Microservices are a core component of cloud-native computing.
Breaking applications into small, loosely coupled parts makes it easier for developers to build agile and resilient software. In addition, microservices shorten development cycles, which leads to faster innovation and a better user experience.
Experienced developers likely already know why microservices are central to cloud-native apps, and why they are beneficial. To actually build cloud-native applications based on a microservices architecture, however, developers must be well-versed in certain tools, programming languages and development techniques.
Defining cloud-native microservices
Cloud-native microservices refer to an application design strategy in which developers divide applications into a series of discrete units, called microservices. Each microservice can typically operate independently of the others, but the microservices share data and interact over a network to enable application functionality.
Microservices are inherently cloud-native, because cloud-native apps are based on microservices architectures -- that is, according to most definitions of cloud-native.
Microservices architectures have been around longer than cloud-native computing. Microservices started to become popular about a decade ago, whereas the term cloud-native emerged around 2015. Part of the reason developers conceptualized cloud-native as a distinct approach to application design and delivery was because so many applications were migrating to a microservices architecture.

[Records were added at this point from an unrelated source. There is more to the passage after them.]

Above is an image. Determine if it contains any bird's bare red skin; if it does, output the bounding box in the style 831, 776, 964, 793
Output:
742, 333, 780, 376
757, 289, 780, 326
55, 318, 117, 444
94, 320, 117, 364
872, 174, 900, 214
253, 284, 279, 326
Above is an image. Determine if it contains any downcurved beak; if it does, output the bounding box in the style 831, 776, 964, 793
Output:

Cloud-native is about more than just microservice -- distributed infrastructure and consumable services are also important parts of the equation. However, microservices are arguably the most important element of a cloud-native strategy.

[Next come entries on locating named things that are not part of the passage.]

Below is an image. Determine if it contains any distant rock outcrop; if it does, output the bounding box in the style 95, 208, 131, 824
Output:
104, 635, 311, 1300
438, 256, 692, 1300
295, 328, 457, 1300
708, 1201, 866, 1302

That said, cloud-native microservices don't have to run in the cloud. Developers can use platforms such as Kubernetes to deploy them on premises.
Microservices pros and cons
Cloud-native microservices offer several benefits, including:
- Agility. Applications that run as a set of distributed microservices are more flexible because developers can update and scale each microservice independently.
- Resilience. Microservices applications tend to be more resilient because the failure of a single microservice won't usually cause the entire application to fail.
- Development simplicity. Microservices usually break codebases into smaller parts that are easier for developers to work with.
On the other hand, microservices pose some challenges. The biggest is that they increase application complexity. An application with more moving parts is more difficult to orchestrate.
For this reason, it's often not worth implementing microservices for relatively simple applications. These include applications with small codebases, and those with minor scalability or resiliency demands.
Build cloud-native microservices
Developers can implement microservices, as an architectural style, in a variety of ways. There is no one specific tool or methodology to create a microservices application.
There are, however, some general guidelines that are helpful to design and build cloud-native microservices.
Separate microservice codebases
While it's possible to manage code for all of microservices within a single repository, it's not a best practice. Manage the code for each microservice separately to simplify development as much as possible.
Deploy microservices independently
For similar reasons, deploy each microservice into production as a separate unit, rather than all at once. Otherwise, developers can't update one microservice without affecting the rest of the application.
Segment storage between microservices
Give each microservice its own storage resources, rather than have all microservices share a database or other persistent data store. While this model requires additional effort, it enables developers to tailor storage resources to the needs of each individual microservice. It also reduces the risk that one microservice will overwrite or corrupt data associated with another microservice.
Use an API gateway
Developers can design microservices to communicate directly with external endpoints. A better approach, however, is to use an API gateway as an intermediary.
There are two main advantages to using an API gateway with microservices. First, it simplifies microservices deployment, because microservices don't need to recognize the exact location of external resources; they just recognize where the API gateway is. Second, the API gateway can validate and manage requests, which mitigates performance and security issues.
Implement a service mesh
Microservices can share data directly with each other over an internal network. A better approach, however, is to use an intermediary infrastructure layer -- specifically, a service mesh -- to manage communications.
Service meshes manage requests between microservices. They're similar to API gateways, and they offer similar performance and security benefits. The main difference is that a service mesh handles internal communications, while an API gateway serves as an interface between microservices and external resources.
Use a microservices-friendly programming framework
While it's possible to write microservices in any language, certain languages or frameworks are particularly well-suited to cloud-native microservices architectures.
For example, if you prefer Java, consider a Java framework such as Spring Boot, which caters to this use case. Go's concurrency features and modular design model make it a good choice for microservices programming. C++ also works well for microservices development, given its concurrency support and fast execution. Fast execution reduces the risk of application delays caused by microservices that are slow to handle requests.